そして、もんじゅへ

2011年12月24日 (土) ─

 6時に東京の宿舎を出て、福井県敦賀へ。

 原子力バックエンド問題勉強会役員の面々と共に独立行政法人日本原子力研究開発機構(JAEA)の高速増殖炉「もんじゅ」の視察。

 ここにも鈴木理事長以下幹部揃っての出迎えを受け、短い時間ではあるがナトリウム取扱研修施設から高速増殖炉研究開発センター「もんじゅ」の原子炉格納容器内、炉内中継装置、補助冷却設備、空気冷却気室及び中央制御室を見学、説明を受ける。

 95年のナトリウム漏えい事故からの教訓による安全管理の強化並びに昨年の炉内中継装置の落下事故の復旧作業を終えて、JAEAとしては今年度見送った40%出力プラント確認試験を何とか新原子力政策大綱と新エネルギー基本計画の方向性を受けて実施の判断を行いたいとの強い思いがある。

 また、40%のみならず100%出力確認試験を終えてこそ、実用化の道筋を明らかにすることができるというのがJAEAの発想だ。

 現場の責任者はじめ関係者は「何とか、実用炉への道筋をつけるために出力確認試験を段階的に進めたい。それでなければ、これまでのすべてが水泡に帰す...」と神妙な面持ち。

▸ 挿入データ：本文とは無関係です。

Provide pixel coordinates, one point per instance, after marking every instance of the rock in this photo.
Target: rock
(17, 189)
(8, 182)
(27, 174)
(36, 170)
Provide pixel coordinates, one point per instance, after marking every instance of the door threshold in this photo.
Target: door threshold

 茨城県大洗町の「常陽」が「実験炉」。そして福井県敦賀の「もんじゅ」が「原型炉」。この先さらに、「実用炉」、「商用炉」へと続く壮大な計画。

 しかし、一方でナトリウムという極めて取扱を慎重に行わなければならない金属を用いた冷却システムの複雑さ、困難さは研修施設やプラント視察だけでも十分うかがい知れる。

 福島第一の事故による原子力政策の抜本的見直しの必要性を、単に「研究開発を無駄にしてはならない」という今までの観点から眺めているだけでは、コトは何も変わらない。

 視察後のマスコミのぶら下がり取材でも、我々は今のJAEAの前がかりな姿勢とは違う、と話した。

 雪に煙る敦賀では、三連休で行楽に出かけてきた旅人のほころんだ顔を多数みた。

 バックエンド問題で原子力政策に頭をめぐらし渋面の僕らも、そろそろ、世の中のクリスマスイブの雰囲気に戻らなきゃ世間からかい離してしまうかもしれない、と笑顔で列車に乗り込む。